La FSU a donc fait remarquer cette situation et travaillera à démontrer lors de la carte scolaire une réalité tout autre, notamment pour les écoles hors éducation prioritaire, où les effectifs par classe avoisinent souvent les 27 élèves par classe en élémentaire et les 28 à 29 en maternelle.

Les emplois du premier degré sont au nombre de 2755,5.
- 2205 en classe (80,05%)
- 234 sur les remplacement (8,5%)
- 581,5 en éducation prioritaire (10,2%)

Ces chiffres montrent l’importance de l’éducation prioritaire dans notre département. Un enfant sur 4 est scolarisé dans une école en RRS, Eclair ou REP+. Nous sommes juste derrière l’académie de Créteil. C’est la première fois que nous entendons un discours montrant la difficulté réelle vécue par les élèves et les enseignants de ce département.

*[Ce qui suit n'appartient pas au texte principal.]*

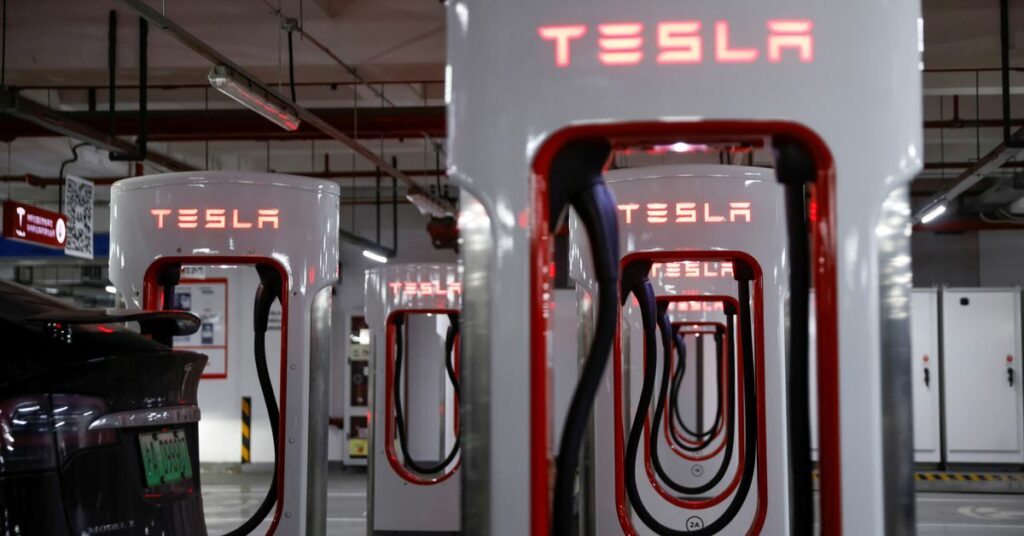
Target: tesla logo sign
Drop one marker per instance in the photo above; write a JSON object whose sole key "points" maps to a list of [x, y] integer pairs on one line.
{"points": [[215, 218], [692, 270], [695, 306], [424, 288], [686, 212], [683, 42], [29, 223]]}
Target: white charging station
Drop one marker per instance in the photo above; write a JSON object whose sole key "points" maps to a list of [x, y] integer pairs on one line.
{"points": [[694, 220], [160, 222], [840, 80], [981, 344], [414, 302]]}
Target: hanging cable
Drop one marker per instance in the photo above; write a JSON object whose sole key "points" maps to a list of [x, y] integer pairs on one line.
{"points": [[399, 415], [645, 296], [268, 291], [709, 435], [577, 179], [795, 168]]}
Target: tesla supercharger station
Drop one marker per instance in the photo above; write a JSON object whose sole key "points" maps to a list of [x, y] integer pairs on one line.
{"points": [[696, 223], [926, 376], [835, 87], [416, 303], [289, 223]]}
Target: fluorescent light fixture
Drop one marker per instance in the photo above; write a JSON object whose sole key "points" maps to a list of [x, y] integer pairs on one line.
{"points": [[426, 205], [245, 93], [373, 255], [933, 213]]}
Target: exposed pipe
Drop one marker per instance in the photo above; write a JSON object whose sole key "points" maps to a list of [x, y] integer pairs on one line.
{"points": [[143, 69], [1005, 72], [206, 51], [112, 67], [108, 180]]}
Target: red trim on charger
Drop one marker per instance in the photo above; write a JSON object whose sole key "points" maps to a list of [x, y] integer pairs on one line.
{"points": [[825, 281]]}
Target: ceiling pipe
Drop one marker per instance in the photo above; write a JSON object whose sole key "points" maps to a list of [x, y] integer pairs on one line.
{"points": [[143, 68], [36, 180], [962, 225], [1012, 143], [55, 122], [217, 58], [240, 124]]}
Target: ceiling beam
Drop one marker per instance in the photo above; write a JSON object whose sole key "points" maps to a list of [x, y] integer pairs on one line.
{"points": [[305, 115], [51, 121], [974, 174]]}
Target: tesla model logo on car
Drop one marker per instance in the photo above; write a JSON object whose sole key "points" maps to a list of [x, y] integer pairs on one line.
{"points": [[216, 218], [681, 42]]}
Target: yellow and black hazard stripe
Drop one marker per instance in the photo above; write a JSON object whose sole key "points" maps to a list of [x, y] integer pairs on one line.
{"points": [[962, 477], [247, 419], [969, 477]]}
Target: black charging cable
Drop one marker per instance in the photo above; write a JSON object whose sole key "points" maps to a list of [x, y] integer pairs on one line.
{"points": [[642, 288], [577, 179], [268, 291], [707, 437], [650, 365], [399, 415], [795, 168]]}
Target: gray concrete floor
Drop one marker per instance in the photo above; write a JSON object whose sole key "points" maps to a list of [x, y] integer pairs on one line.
{"points": [[229, 498]]}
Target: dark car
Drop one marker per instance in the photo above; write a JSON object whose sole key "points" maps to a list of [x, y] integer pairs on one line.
{"points": [[98, 424]]}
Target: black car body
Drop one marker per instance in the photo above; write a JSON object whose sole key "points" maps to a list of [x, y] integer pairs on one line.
{"points": [[98, 424]]}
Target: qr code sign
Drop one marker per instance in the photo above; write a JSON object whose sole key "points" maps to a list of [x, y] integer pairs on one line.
{"points": [[78, 203]]}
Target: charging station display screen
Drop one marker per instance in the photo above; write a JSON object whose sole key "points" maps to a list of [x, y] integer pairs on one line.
{"points": [[165, 457]]}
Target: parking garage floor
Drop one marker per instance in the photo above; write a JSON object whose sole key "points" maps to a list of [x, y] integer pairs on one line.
{"points": [[229, 498]]}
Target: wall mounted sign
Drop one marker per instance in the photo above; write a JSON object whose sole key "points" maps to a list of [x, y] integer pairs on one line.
{"points": [[34, 224], [78, 203]]}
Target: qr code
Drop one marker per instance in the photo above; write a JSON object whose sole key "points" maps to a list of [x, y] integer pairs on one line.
{"points": [[78, 205]]}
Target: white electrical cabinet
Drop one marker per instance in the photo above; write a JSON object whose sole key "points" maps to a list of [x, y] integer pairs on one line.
{"points": [[925, 375], [926, 383], [981, 339]]}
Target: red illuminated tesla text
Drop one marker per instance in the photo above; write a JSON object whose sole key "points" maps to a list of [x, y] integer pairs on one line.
{"points": [[681, 42], [685, 212], [425, 288], [216, 218], [691, 269]]}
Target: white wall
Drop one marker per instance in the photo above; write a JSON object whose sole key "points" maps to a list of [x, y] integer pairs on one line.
{"points": [[1001, 258]]}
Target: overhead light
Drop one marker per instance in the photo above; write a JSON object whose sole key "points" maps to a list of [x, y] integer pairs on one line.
{"points": [[933, 213], [427, 206], [373, 255], [251, 96]]}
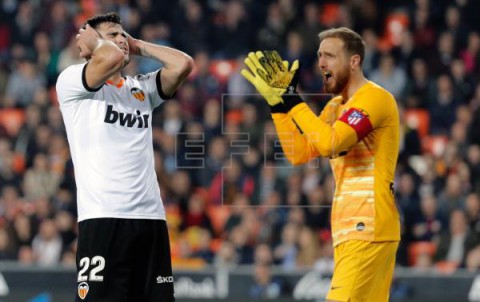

La FSU s’emparera de cette réalité que nous avions dénoncée depuis longtemps à chaque fois que l’administration voudra fermer des classes ou supprimer des postes.

Les priorités de la rentrée scolaire 2015 restent inchangées :
- La réforme des rythmes scolaires : 782 communes, 388 sans école, 394 avec au moins une école où la réforme des rythmes est appliquée. 107 sont sur l’expérimentation Hamon (1 après-midi libéré). 54 communes facturent les TAP (13,7%). Nous avons questionné l’IEN adjointe sur le nombre de communes n’ayant pas mis en place les TAP (comme à Amiens), celle-ci n’a malheureusement pas pu nous répondre. Elle s’est engagée à nous le dire lors d’un prochain comité de suivi des rythmes.
- l’accueil des moins de 3 ans concerne 1120 élèves. Les statistiques départementales dépassent le niveau national avec 16,36% d’élèves scolarisés (35,62% en éducation prioritaire). L’IA a clairement dit qu’il ne ferait pas d’effort pour ouvrir des classes nouvelles avec ce dispositif.
- les "plus de maîtres que de classe" 24 postes créés dont 19 en éducation prioritaire.

Une discussion s’est déroulée sur les indicateurs pédagogiques que sont les maintiens en CE1 et les arrivées en 6ème avec un an de retard. L’administration considère que les taux de redoublement restent importants (5,8% pour le CE1 et 13,3% pour les 6ème). Elle a considéré que les pratiques pédagogiques devaient être interrogées pour réduire ces taux.

La FSU considère que cette réalité est faussée puisque ces chiffres intègrent les élèves en situation de handicap, les élèves allophones, les élèves arrivant en SEGPA. Il faut également intégrer les catégories socio-professionnelles difficiles, la ruralité, le chômage… pour expliquer ces indicateurs pédagogiques et ne pas rejeter la responsabilité seulement sur les enseignants.

Le règlement type départemental des écoles devait faire l’objet d’un vote du CDEN. Celui-ci a été reporté. Le document exact ne nous est pas parvenu après les propositions des syndicats sur ce point en groupe de travail. L’IA a accepté le report du vote.